Il sistema FIVAD per ora è stato impiantato in due pazienti e i dettagli dell’intervento sono stati pubblicati sul Journal of Heart and Lung Transplantation. Il primo paziente, a poche settimane dall’intervento, è stato dimesso ed è ritornato ad una vita normale con la possibilità di fare sport e anche di nuotare in piscina. I prossimi passi sono quelli di continuare a verificare l’efficacia del sistema nei pazienti e di accrescere l’esperienza clinica con altri impianti che verranno realizzati anche in Italia, non appena saranno completate le certificazioni necessarie con la commercializzazione del dispositivo.
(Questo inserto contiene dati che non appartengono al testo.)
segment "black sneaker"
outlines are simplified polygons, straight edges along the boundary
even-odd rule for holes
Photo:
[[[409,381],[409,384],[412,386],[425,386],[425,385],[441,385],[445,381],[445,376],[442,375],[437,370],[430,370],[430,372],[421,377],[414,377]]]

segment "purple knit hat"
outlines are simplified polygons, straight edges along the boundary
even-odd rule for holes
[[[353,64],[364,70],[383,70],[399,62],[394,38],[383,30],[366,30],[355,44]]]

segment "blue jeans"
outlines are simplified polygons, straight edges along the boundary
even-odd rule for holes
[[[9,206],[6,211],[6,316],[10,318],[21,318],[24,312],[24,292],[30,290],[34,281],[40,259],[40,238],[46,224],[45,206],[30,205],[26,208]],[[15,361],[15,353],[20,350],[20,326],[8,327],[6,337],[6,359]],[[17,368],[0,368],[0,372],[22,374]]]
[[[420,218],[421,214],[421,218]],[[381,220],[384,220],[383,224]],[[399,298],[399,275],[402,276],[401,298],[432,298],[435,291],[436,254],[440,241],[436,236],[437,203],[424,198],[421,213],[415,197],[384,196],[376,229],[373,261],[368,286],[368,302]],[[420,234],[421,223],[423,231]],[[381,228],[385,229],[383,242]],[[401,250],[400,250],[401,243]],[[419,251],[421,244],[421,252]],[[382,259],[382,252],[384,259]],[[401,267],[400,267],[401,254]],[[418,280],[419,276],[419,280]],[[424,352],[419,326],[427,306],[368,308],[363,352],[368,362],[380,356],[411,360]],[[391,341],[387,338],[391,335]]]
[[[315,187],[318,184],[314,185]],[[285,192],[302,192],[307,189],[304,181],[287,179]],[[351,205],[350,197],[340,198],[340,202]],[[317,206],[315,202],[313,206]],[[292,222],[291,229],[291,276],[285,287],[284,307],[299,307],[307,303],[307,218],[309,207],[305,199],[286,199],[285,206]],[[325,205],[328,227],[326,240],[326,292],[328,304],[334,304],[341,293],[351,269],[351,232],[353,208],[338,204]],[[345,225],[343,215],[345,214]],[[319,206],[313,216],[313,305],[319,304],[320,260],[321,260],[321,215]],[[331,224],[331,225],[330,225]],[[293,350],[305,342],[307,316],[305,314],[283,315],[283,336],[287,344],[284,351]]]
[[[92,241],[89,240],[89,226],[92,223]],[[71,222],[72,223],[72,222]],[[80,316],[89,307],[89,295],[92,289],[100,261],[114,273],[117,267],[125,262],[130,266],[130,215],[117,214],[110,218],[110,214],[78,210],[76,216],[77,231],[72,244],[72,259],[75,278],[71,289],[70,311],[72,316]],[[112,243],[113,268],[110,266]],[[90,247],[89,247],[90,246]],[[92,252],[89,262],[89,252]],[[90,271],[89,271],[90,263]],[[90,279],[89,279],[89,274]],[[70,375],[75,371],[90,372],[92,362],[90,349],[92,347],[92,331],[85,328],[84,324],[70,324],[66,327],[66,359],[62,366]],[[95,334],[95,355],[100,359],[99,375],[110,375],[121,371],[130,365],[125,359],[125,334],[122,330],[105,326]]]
“La speranza è di arrivare a offrire presto ai nostri pazienti questa opportunità terapeutica che rappresenta un considerevole progresso nella cura dell’insufficienza cardiaca terminale refrattaria a ogni trattamento farmacologico. I pazienti che sono in lista per trapianto cardiaco o coloro che ne sono esclusi per una qualsiasi causa – conclude Massetti – potranno sperare in una vita pressoché normale senza il legame del cuore artificiale con le batterie esterne e con un rischio di infezioni significativamente ridotto”.